I read a lot. I love words and they way they are used to create worlds. A couple of years ago a friend gave me The Rape of Nanking by Iris Chang. The book is very well written but hard to read. The atrocities committed by the Japanese during World War II are hard to read about and even harder to understand. This book started me reading about history, especially the history we don't hear about. This led me to A People's History of the United States by Howard Zinn.
At the same time I went to the Philadelphia Folk Festival and heard Utah Phillips sing and talk about the labor movement and terrible struggles like the Ludlow Massacre and The Haymarket Tragedy. Studying this terrible time has had a profound affect on me.

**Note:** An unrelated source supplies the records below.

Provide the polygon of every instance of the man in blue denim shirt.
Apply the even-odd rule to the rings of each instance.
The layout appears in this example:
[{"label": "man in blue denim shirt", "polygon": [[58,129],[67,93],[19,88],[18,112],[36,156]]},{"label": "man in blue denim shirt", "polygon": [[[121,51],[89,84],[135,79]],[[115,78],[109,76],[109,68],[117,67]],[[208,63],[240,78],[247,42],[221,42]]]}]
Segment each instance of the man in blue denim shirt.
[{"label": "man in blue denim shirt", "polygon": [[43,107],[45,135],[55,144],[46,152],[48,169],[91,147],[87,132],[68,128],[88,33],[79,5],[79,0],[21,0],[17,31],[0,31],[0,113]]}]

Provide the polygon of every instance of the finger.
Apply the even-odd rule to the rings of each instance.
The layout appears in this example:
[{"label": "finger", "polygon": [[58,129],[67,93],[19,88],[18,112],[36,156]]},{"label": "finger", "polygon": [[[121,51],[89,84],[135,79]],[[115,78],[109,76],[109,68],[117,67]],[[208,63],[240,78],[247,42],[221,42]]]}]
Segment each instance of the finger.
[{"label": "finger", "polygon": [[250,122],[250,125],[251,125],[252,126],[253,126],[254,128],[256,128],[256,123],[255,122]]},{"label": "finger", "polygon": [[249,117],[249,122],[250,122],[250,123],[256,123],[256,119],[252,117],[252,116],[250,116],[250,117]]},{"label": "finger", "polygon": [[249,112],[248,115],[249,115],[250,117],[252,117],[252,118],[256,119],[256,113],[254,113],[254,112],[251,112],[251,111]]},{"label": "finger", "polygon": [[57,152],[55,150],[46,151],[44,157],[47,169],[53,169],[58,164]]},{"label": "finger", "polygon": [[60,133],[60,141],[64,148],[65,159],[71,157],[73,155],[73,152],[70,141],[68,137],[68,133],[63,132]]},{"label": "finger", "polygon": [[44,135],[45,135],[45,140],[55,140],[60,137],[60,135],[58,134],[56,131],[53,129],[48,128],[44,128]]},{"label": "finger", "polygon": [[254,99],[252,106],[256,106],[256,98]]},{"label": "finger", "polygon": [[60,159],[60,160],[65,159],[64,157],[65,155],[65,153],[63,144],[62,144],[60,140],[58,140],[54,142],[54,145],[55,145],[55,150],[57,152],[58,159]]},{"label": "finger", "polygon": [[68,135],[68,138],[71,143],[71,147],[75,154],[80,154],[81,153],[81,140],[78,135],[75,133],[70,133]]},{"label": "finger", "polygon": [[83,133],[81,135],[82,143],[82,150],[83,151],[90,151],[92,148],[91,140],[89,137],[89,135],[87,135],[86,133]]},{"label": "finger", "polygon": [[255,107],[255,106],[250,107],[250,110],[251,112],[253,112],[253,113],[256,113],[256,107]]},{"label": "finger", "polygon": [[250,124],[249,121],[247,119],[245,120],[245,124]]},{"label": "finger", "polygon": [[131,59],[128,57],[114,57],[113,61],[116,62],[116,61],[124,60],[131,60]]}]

To get back to Iris Chang, she killed herself a few days ago and I mourn her loss. She had been suffering depression and was found in her car with a self-inflicted gunshot. I understand depression but I can't imagine her leaving a two year old son. After reading Chang's book I would have loved to meet her and talk. Last week I read Margaret Atwood's Negotiating With The Dead: A Writer on Writing, a wonderful book. In it she says, ""Wanting to meet a writer because you like their work is like wanting to meet a duck because you like pate." I found this fascinating. She goes on to say, "All writers are double, for the simple reason that you can never actually meet the author of the book you have just read. Too much time has elapsed between composition and publication, and the person who wrote the book is now a different person." The person who killed herself in her car was not the same person who wrote that wonderful book.
A week before he died I read Rodney Dangerfield's autobiography, It's Not Easy Bein' Me : A Lifetime of No Respect but Plenty of Sex and Drugs. I enjoyed it a great deal being a huge fan of Rodney's. I didn't like the way it was written. Every story was told as if it was a joke. The whole book was written like that. The rhythm of the story was set-up, story, punchline. I got some out of his book but would have preferred a writer doing the actual writing.
I'm sitting here working on an old Leadbelly song, Take a Whiff on Me. It's b
een recorded by everyone but I'm going to try and put my own spin on it. I'm getting used to not working. It's a rough life drinking a little Southern Comfort, playing a little guitar and typing on the computer. I could get used to it.